(The Epoch Times)—Online retail giant Amazon unseated brick-and-mortar rival Walmart as the top company on the Fortune 500 ranking, ending Walmart’s 13-year run as the nation’s highest revenue-producing company.
The 2026 Fortune 500 list was published online on June 3 and will hit newsstands on June 16. Since Fortune launched its Top 500 list in 1955, only four companies have ever held the No. 1 spot. The other two were General Motors and Exxon Mobil.
“You can’t succeed at that kind of scale without persuading millions of people to trust you,” Fortune Executive Editor Matt Heimer said in a statement.

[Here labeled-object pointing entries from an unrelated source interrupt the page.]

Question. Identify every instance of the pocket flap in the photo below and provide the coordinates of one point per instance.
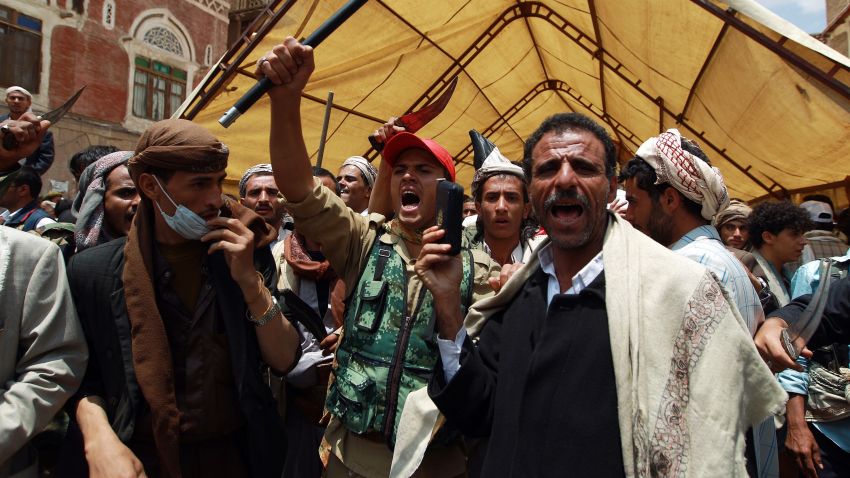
(373, 289)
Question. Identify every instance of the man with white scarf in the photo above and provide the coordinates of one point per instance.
(604, 354)
(673, 194)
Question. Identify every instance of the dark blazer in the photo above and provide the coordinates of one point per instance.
(97, 287)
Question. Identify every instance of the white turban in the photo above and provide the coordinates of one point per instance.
(691, 176)
(366, 169)
(494, 164)
(264, 168)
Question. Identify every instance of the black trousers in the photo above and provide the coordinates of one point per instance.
(836, 462)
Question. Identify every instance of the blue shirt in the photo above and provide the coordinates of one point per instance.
(703, 245)
(805, 281)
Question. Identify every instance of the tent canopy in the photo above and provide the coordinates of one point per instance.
(767, 102)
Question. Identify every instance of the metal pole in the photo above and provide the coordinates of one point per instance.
(328, 106)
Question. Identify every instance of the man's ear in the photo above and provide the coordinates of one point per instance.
(768, 237)
(147, 186)
(670, 200)
(612, 188)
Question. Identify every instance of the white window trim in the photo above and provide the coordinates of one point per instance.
(135, 46)
(106, 4)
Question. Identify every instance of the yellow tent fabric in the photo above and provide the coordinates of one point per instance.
(769, 104)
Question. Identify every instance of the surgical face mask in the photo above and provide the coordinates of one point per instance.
(184, 221)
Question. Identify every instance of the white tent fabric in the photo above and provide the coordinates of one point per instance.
(768, 103)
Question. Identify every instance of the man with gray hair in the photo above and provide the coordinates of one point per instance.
(19, 101)
(356, 178)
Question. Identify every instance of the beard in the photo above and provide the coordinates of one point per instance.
(593, 220)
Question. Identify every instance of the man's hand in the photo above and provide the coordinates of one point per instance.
(105, 454)
(109, 458)
(289, 66)
(236, 241)
(768, 341)
(506, 272)
(28, 131)
(441, 274)
(330, 343)
(800, 441)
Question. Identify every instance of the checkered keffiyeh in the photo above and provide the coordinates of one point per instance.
(88, 205)
(690, 175)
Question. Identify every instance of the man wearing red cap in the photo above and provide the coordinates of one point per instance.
(389, 344)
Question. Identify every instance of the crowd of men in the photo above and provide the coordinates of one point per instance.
(317, 325)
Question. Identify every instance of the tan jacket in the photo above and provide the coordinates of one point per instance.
(43, 352)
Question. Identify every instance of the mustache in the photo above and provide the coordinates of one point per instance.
(560, 195)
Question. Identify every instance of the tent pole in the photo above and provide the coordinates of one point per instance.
(328, 106)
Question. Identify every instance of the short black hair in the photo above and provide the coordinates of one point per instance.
(774, 217)
(645, 177)
(561, 122)
(30, 178)
(80, 161)
(820, 198)
(321, 172)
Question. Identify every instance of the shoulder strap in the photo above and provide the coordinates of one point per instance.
(466, 285)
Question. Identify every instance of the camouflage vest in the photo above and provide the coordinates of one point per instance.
(385, 354)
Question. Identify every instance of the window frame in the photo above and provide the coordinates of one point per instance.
(12, 24)
(152, 73)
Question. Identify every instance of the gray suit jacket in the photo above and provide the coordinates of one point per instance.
(43, 352)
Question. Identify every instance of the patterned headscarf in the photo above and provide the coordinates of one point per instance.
(691, 176)
(243, 183)
(366, 169)
(735, 210)
(88, 205)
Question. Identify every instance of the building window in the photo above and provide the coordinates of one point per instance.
(164, 39)
(109, 14)
(158, 89)
(20, 49)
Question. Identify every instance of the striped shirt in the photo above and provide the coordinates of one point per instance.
(703, 245)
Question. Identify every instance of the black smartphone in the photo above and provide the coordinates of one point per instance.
(450, 213)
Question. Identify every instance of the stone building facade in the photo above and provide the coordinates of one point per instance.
(138, 58)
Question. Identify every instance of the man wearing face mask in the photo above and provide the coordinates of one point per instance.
(179, 320)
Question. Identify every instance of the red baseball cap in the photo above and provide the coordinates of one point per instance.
(403, 141)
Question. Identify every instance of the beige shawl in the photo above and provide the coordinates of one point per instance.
(689, 379)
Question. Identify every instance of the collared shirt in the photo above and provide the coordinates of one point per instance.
(450, 349)
(703, 245)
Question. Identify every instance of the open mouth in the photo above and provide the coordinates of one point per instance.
(566, 212)
(409, 200)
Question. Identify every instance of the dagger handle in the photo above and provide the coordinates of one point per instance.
(788, 345)
(9, 141)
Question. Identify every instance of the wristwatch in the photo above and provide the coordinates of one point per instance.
(269, 315)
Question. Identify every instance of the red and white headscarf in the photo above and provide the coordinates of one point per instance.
(687, 173)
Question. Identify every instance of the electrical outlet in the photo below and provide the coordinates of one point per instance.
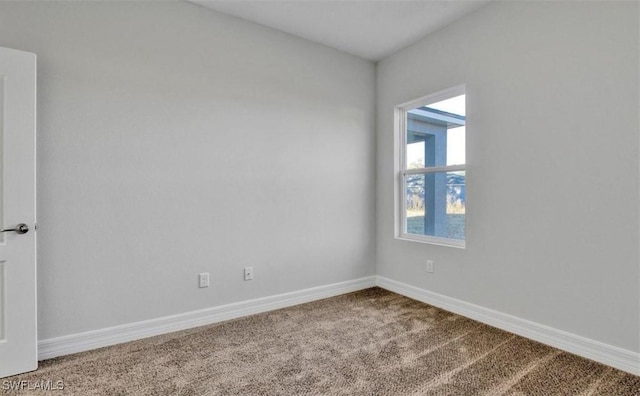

“From Amazon’s historic rise to the battles for customer loyalty at Microsoft, Boeing, and American Express, the companies featured in this issue share a common thread: They understand that size means nothing without that trust.”
Amazon debuted on the Fortune 500 just over two decades ago at 492nd place. Its net sales in the fourth quarter of 2025 jumped 14 percent year over year to help the Seattle, Washington-based e-commerce and cloud services provider close the year with $716 billion in revenue, Amazon reported in February.
Walmart, meanwhile, reported net sales of $706 billion for the fiscal year, which ended Jan. 31, up by 4.7 percent from net sales of $674 billion for the previous fiscal year.
Google, YouTube, and Waymo parent Alphabet climbed two spots on the list to No.5 and retained its title as the most profitable company with more than $100 billion. Google in February reported net income of $132 billion on revenue of $402 billion for 2025—a profit milestone for any company featured on the Fortune 500. NVIDIA, Apple, and Microsoft are the only other companies to top $100 billion in profit.
Rounding out the list’s Top 10 are UnitedHealth Group at No. 3, Apple at No. 4, CVS at No. 6, followed by Berkshire Hathaway, medical-surgical and pharmaceutical supplier McKesson, Exxon Mobil, and pharmaceutical wholesaler Cencora.
Artificial intelligence chipmaker Nvidia, the world’s first $4 trillion company by market valuation, was No. 16 on the list. It debuted on the Fortune 500 list at No. 387 nine years ago.
Financial companies took 95 total spots on the list and accounted for $4.7 trillion in revenue and $474 billion in profit, Fortune said. The healthcare sector had eight companies in the Top 25 and accounted for $3.6 trillion in combined revenue.
Texas led all states with 57 Fortune 500 companies headquartered there, generating a combined $2.8 trillion in revenue. California and New York followed with 56 and 53 headquarters, respectively.
Texas received a boost in the rankings from Chevron’s move from San Ramon, California, to Houston in 2024. Other Fortune 500 companies that have left the Golden State for Texas include Oracle, CBRE, Hewlett Packard, Tesla, Public Storage, and McAfee.
The 57 Fortune 500 companies in Texas are the state’s most since 2010, Fortune said. Houston is home to 25 Fortune 500 companies, including Phillips 66 and Sysco. Eleven Fortune 500 companies are headquartered in Dallas, including AT&T and CBRE, while Austin is home to Tesla and Oracle.
Despite slipping to second place overall, California’s Fortune 500 businesses significantly eclipsed any other state in economic value. Its Fortune 500 companies were worth more than $20 trillion in market value, accounted for $647 billion in profit, and employed more than 2.8 million people, Fortune said.